1980年代前半に初代タイガーマスクと激闘を展開し“虎ハンター”と呼ばれた小林邦昭氏(64)が2000年4月21日に引退してから今年で20年となった。1972年10月に旗揚げ間もない新日本プロレスに入門。タイガーマスクとの抗争、全日本プロレスでは三沢光晴の2代目タイガーマスクと対戦、さらに平成に入ってからは新日マットで反選手会同盟、平成維震軍で活躍した。WEB報知では、「“虎ハンター”小林邦昭ヒストリー」と題し、記憶に残る名選手のレスラー人生を辿る連載を展開する。第20回は「1985年、全日本プロレス参戦。評価した選手は…」(福留 崇広)
1985年1月2日、小林邦昭は、全日本プロレスの「85激突!オールスターウォーズ」開幕戦の後楽園ホールのリングに上がった。試合は、永源遙と組んでマイティ井上、渕正信と対戦し、小林が渕を破り、新天地での初勝利をあげた。全日本マットの印象はどうだったのか。

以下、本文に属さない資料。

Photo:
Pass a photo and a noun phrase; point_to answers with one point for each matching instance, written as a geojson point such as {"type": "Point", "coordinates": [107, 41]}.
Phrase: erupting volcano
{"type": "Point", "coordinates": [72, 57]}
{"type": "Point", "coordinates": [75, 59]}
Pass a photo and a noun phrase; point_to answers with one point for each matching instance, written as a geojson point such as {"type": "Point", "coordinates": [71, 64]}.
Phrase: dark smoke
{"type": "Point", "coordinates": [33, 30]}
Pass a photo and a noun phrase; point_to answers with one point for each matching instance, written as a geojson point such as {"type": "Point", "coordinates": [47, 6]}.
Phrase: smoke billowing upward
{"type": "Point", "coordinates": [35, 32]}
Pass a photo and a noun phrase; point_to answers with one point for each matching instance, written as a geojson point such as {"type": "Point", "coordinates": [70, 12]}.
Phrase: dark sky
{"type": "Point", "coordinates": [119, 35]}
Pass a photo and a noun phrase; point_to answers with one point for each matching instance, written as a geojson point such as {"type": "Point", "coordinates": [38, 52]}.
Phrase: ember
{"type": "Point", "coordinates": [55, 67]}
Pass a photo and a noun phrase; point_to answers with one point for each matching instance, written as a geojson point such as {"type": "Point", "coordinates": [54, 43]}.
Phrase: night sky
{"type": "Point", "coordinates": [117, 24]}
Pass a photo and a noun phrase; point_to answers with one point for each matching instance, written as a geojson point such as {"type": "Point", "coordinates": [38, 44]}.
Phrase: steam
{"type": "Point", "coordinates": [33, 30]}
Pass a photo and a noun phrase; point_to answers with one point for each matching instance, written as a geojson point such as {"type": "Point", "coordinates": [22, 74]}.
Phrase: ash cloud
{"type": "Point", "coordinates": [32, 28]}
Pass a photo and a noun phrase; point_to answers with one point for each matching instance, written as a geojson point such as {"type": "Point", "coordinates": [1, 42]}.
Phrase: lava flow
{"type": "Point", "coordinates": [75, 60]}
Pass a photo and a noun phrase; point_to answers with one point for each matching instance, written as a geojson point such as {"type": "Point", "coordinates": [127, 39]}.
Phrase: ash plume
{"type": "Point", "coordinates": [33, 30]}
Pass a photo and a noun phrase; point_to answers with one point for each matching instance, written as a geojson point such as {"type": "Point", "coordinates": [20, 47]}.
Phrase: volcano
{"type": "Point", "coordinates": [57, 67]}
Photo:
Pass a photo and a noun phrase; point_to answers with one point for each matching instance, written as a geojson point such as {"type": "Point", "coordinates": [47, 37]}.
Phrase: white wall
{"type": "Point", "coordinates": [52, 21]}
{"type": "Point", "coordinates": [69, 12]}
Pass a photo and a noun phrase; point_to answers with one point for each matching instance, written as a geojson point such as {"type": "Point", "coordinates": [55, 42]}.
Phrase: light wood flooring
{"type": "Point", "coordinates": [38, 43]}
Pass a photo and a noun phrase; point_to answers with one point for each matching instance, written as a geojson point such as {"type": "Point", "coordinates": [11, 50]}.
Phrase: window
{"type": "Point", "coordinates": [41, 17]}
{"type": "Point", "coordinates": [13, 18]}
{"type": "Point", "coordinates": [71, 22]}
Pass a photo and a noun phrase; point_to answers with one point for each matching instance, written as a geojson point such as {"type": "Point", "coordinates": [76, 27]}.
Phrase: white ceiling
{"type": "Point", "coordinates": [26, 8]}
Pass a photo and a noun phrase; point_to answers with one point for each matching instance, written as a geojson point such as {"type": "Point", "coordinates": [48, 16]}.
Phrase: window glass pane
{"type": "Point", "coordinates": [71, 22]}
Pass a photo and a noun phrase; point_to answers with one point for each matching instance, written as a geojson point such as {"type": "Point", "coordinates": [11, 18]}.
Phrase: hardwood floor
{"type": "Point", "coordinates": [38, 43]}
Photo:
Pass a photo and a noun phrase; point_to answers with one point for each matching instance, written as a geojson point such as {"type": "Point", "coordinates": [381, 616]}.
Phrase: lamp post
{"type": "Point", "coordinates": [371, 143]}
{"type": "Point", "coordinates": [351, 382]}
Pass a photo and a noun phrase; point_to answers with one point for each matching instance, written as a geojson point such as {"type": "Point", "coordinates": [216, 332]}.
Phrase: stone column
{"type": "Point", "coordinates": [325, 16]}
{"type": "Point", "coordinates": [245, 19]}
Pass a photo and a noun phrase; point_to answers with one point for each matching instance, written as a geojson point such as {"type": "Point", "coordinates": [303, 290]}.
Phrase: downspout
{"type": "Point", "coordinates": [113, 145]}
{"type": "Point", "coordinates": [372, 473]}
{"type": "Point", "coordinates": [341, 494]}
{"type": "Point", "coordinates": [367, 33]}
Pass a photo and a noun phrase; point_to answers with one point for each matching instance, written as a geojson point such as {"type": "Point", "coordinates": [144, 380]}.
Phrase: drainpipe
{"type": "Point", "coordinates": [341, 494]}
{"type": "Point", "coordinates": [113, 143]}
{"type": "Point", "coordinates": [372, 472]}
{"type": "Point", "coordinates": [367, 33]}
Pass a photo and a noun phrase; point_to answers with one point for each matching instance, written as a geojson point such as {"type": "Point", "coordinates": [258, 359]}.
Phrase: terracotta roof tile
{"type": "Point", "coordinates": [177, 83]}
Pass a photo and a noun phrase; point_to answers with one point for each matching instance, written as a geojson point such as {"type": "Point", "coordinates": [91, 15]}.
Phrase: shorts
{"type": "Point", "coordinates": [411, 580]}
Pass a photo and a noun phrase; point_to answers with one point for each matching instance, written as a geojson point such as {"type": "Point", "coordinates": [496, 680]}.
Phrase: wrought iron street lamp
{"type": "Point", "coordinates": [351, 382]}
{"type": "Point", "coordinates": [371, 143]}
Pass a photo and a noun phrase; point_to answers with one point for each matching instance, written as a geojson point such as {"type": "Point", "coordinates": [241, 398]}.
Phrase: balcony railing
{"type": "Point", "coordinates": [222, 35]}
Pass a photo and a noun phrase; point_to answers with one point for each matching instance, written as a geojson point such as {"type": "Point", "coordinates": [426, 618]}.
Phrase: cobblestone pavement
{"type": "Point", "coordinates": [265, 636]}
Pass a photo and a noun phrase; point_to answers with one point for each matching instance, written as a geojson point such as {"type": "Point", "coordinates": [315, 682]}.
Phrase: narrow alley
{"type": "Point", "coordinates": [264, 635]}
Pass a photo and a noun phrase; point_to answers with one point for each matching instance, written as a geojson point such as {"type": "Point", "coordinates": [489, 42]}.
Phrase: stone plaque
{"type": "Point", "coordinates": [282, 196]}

「全日本は、当時、インタビューか試合後のコメントかなんかで“動きが遅い”というか、向こうをこき下ろすようなこと言った覚えがあります。“俺たちの試合は、ピストルだけど向こうの連中はまるっきり刀だ”みたいな、物足りないみたいなニュアンスで言ったんですけど、それは本音でした。全日本は、あまり動かないオーソドックスなスタイルですけど僕たちはハイスパートレスリングで休みなく次から次へ動くのが維新軍の持ち味でしたから、その動きをそのまま持って全日本へ行ったんです。最初は、動きが遅くてやりずらかったんですが、向こうの動きを維新軍の色に染めて同化させようとしました。事実、時間が経つにつれ、全日本の動きも変わっていきました」
思い出の試合は、85年6月5日、覆面レスラー「マジック・ドラゴン」との負けた方が覆面を脱ぐか髪の毛を丸める日本初の「カベジェラ・コントラ・マスカラ」をあげた。試合は小林が勝利しドラゴンは、覆面を脱ぎ「ハル薗田」となった。薗田は87年11月28日に新婚旅行を兼ねた南アフリカへの遠征中での飛行機事故で夫婦共に犠牲となり31歳の若さで亡くなった。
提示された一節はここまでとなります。